Knowledge of these vast areas of sandy country is an integral part of day to day living in this rugged environment. Being rather high, it is often impossible to see what kind of country lies beyond each hill. The elders of these areas have travelled through this country often enough that they very aware of which places can offer sources of food, water, medicine and shelter – and this knowledge is passed down from generation to generation.
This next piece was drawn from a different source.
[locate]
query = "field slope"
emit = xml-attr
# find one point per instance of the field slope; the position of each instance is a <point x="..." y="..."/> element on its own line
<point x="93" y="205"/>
Kalimpinpa is a clay pan covered in a stony deposit that helped to trap water after heavy rains. This results in the propagation of wildflowers and other plant life, which the people of this area have learned to rely on for survival. Kalimpinpa is an electrifying storm site bringing lightning and thunderous downpours. The much-needed rains fill interconnecting creeks and rockholes. This abundant water in turn transforms the countryside, creating new growth across the lands and ensuring the ongoing cycle of life. The water, flowing from rockhole to rockhole, creates an essential resource for survival. There are ceremonies held here by both the men and women.